239. kısa dönem olarak Trakya'da 1996 yılında askerlik yaptım.
Askerlerin yüzde doksanı Doğu ve Güneydoğulu'ydu. Subay, astsubay ve uzman çavuşların bu askerlere sırf etnik kökenlerinden dolayı nasıl kötü davrandıklarına ve nasıl zulmettiklerine bizzat şahit oldum. Bu askerler sanki bu ülke vatandaşı değil de bir savaşta ele geçirilmiş savaş tutsaklarıydı...
Etnik kökenlerinden dolayı kötü muameleye uğradıklarının farkına varan askerler ne kadar saf ve temiz olurlarsa olsun birer devlet düşmanına dönüşüyorlardı. Terörün en ateşli olduğu bu hassas dönemde Doğulu askerler adeta bölücü terör örgütü sempatizanı olmaya teşvik ediliyordu.

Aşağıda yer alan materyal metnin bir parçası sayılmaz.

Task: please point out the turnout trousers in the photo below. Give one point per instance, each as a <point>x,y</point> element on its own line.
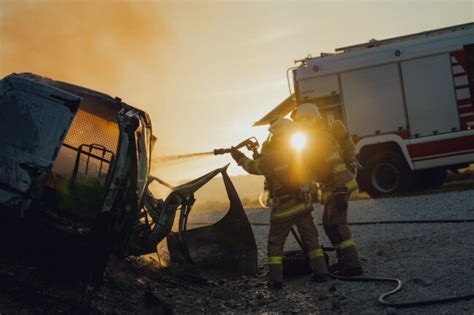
<point>308,231</point>
<point>337,230</point>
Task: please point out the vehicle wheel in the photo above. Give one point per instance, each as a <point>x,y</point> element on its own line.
<point>385,174</point>
<point>430,178</point>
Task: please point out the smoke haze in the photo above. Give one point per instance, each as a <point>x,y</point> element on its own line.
<point>87,43</point>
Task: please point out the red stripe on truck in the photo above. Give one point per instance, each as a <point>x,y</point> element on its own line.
<point>441,146</point>
<point>460,58</point>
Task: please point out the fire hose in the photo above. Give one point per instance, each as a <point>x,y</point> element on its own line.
<point>253,145</point>
<point>398,283</point>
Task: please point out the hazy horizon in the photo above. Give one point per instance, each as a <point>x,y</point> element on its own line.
<point>205,71</point>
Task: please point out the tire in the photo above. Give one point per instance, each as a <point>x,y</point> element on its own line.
<point>385,174</point>
<point>430,178</point>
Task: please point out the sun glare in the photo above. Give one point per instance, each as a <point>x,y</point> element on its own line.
<point>298,141</point>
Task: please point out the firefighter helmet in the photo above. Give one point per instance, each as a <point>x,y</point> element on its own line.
<point>307,112</point>
<point>280,126</point>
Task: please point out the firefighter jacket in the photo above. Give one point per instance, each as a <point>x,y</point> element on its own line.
<point>276,163</point>
<point>331,150</point>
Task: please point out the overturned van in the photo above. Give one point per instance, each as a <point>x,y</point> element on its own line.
<point>78,161</point>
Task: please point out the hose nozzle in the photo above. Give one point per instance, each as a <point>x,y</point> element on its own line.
<point>222,151</point>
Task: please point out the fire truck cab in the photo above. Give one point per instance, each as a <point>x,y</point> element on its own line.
<point>406,101</point>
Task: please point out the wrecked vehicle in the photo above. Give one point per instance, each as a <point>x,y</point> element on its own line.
<point>76,163</point>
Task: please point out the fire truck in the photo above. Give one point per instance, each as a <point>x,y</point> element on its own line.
<point>407,103</point>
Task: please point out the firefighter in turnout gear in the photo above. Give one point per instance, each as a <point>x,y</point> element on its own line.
<point>334,165</point>
<point>289,202</point>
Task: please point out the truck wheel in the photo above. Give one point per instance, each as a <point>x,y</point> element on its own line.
<point>385,174</point>
<point>430,178</point>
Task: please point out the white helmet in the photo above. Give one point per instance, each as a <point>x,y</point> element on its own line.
<point>307,112</point>
<point>280,126</point>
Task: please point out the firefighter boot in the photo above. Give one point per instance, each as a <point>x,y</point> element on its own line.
<point>349,264</point>
<point>276,276</point>
<point>318,264</point>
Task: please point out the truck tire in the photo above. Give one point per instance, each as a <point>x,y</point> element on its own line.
<point>430,178</point>
<point>385,174</point>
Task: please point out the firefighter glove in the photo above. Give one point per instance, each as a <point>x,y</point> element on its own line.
<point>237,155</point>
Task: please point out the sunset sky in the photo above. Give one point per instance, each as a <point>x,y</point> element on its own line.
<point>205,71</point>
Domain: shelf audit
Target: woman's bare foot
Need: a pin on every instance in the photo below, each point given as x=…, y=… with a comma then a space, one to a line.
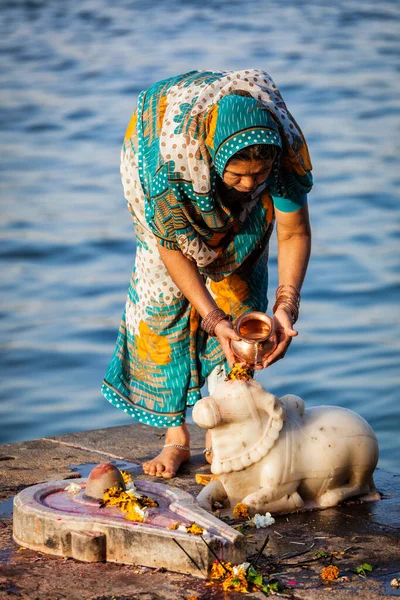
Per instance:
x=208, y=455
x=167, y=463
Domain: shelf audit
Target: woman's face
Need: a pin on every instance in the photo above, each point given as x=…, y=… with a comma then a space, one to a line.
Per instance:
x=246, y=176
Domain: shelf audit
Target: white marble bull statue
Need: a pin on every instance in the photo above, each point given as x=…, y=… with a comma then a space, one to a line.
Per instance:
x=276, y=456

Halbuki o çocuklar oraya vatani görevlerini yapmaya gelmişlerdi.
İşte kendi ülkesinin insanlarını hor gören, aşağılayan, hatta düşman gibi gören hoşgörüsüz, acımasız, önyargılı subay, assubay ve uzmanların yüzünden bu ülkenin sosyal dokusu böyle tahrip ediliyor. Tabii çok iyi subay, astsubay ve uzmanlar da vardı; ama maalesef bunların pek sesi çıkmıyordu, adeta sindirilmişlerdi. Doğulu olmayan askerler olarak biz de bu duruma isyan ediyorduk, Doğulular'ın ruh halini de varın siz düşünün.